# Limit on $ when entering



## Newbie_Can_USA (Jan 17, 2009)

Hi everyone,

I know there is a minimum requirement of $10K when entering Canada for PR's. Is there a limit on the $ you can bring with you?


----------



## Black Tie (Feb 8, 2009)

Newbie_Can_USA said:


> Hi everyone,
> 
> I know there is a minimum requirement of $10K when entering Canada for PR's. Is there a limit on the $ you can bring with you?


There is no limit to how much money you can bring into canada. Anybody(visitor, tourist, resident, student,citizen) entering canada has to declare it if you bring more than $.10000.00 in cash or negotiable instruments. when you leave or depart canada same thing applies to you, you have to declare if carrying over $.10000.00 in cash or negotiable instruments.
The reason behind this is that if you enter canada with say hundred thousand dollars and you depart with 90000.00. you will be able to justify it as you would have already declared on your arrival. This kinda puts a tab on money laundering or something like that. BUT yes I am pretty sure there is no limit to how much money can you bring it as long as you declare it are able to justify a legal source.


----------



## Newbie_Can_USA (Jan 17, 2009)

Black Tie said:


> There is no limit to how much money you can bring into canada. Anybody(visitor, tourist, resident, student,citizen) entering canada has to declare it if you bring more than $.10000.00 in cash or negotiable instruments. when you leave or depart canada same thing applies to you, you have to declare if carrying over $.10000.00 in cash or negotiable instruments.
> The reason behind this is that if you enter canada with say hundred thousand dollars and you depart with 90000.00. you will be able to justify it as you would have already declared on your arrival. This kinda puts a tab on money laundering or something like that. BUT yes I am pretty sure there is no limit to how much money can you bring it as long as you declare it are able to justify a legal source.
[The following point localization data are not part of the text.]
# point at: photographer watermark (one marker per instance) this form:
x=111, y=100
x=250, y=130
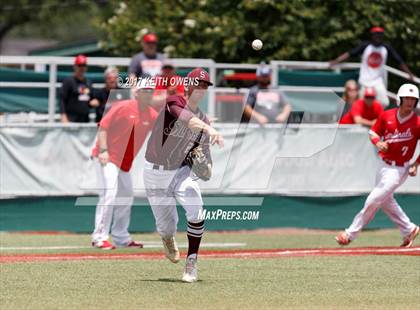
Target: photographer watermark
x=228, y=215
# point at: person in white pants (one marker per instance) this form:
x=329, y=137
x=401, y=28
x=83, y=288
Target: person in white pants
x=122, y=132
x=181, y=127
x=395, y=134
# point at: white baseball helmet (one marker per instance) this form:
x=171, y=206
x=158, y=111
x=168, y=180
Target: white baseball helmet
x=408, y=90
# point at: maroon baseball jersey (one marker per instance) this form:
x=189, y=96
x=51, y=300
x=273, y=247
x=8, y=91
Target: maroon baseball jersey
x=401, y=135
x=171, y=139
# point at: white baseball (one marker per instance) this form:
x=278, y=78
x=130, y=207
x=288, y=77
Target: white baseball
x=257, y=44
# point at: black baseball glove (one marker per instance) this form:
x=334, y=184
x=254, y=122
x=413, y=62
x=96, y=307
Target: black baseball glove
x=199, y=163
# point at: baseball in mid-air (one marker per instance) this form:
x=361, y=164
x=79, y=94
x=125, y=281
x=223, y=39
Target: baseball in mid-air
x=257, y=44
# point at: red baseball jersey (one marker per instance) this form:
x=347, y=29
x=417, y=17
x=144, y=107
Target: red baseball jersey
x=359, y=108
x=401, y=135
x=127, y=128
x=176, y=82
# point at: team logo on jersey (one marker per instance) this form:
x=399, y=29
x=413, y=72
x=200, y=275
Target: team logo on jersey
x=397, y=136
x=375, y=60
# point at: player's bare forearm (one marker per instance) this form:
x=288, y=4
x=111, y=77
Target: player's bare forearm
x=412, y=171
x=376, y=140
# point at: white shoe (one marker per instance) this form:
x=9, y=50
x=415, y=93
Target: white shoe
x=191, y=272
x=171, y=249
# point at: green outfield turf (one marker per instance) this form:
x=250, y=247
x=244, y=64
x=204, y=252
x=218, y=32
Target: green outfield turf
x=313, y=282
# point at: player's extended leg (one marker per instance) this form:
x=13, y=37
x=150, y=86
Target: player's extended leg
x=162, y=201
x=108, y=175
x=122, y=210
x=188, y=194
x=388, y=179
x=407, y=228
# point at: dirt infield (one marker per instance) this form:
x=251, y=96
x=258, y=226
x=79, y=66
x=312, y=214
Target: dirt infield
x=250, y=254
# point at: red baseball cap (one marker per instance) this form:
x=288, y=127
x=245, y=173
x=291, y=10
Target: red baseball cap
x=200, y=74
x=80, y=60
x=370, y=92
x=377, y=29
x=150, y=38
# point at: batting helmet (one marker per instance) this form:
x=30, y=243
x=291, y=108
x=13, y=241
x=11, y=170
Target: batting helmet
x=408, y=90
x=201, y=75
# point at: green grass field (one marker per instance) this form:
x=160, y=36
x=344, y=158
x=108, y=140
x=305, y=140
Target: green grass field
x=312, y=282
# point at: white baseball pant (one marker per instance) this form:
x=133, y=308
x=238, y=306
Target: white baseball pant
x=114, y=205
x=388, y=179
x=164, y=188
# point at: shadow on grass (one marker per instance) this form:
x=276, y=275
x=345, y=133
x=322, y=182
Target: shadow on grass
x=166, y=280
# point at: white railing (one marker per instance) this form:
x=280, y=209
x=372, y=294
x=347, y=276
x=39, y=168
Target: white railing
x=40, y=62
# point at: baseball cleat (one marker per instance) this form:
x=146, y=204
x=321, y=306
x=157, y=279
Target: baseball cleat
x=342, y=238
x=408, y=241
x=134, y=244
x=104, y=245
x=171, y=249
x=190, y=273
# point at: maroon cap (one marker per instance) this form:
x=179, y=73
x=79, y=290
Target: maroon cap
x=150, y=38
x=200, y=74
x=377, y=30
x=80, y=60
x=370, y=92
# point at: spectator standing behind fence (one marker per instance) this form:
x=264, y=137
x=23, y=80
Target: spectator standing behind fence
x=372, y=69
x=265, y=105
x=364, y=111
x=101, y=95
x=168, y=83
x=149, y=61
x=76, y=94
x=350, y=95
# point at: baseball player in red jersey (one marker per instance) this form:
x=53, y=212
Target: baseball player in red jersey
x=364, y=111
x=122, y=132
x=180, y=128
x=395, y=135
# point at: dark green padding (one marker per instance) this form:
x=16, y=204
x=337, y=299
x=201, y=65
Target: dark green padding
x=60, y=214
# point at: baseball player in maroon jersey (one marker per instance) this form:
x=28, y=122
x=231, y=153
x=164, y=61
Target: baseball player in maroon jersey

Thanks Black Tie. So in essense, if I am not carrying the money (physically in my possession) when I enter, I can always show them bank statements, correct?

Would you also know or be kind enough to tell me if and how income earned in say US or in a US bank account is treated in Canada. For example, if I was paid several months of severance for my ex- job in the US and deposited in the future, how is that treated in Canada?Based on the little knowledge I have, i dont think I should be double taxed.

Thanks for your help.


----------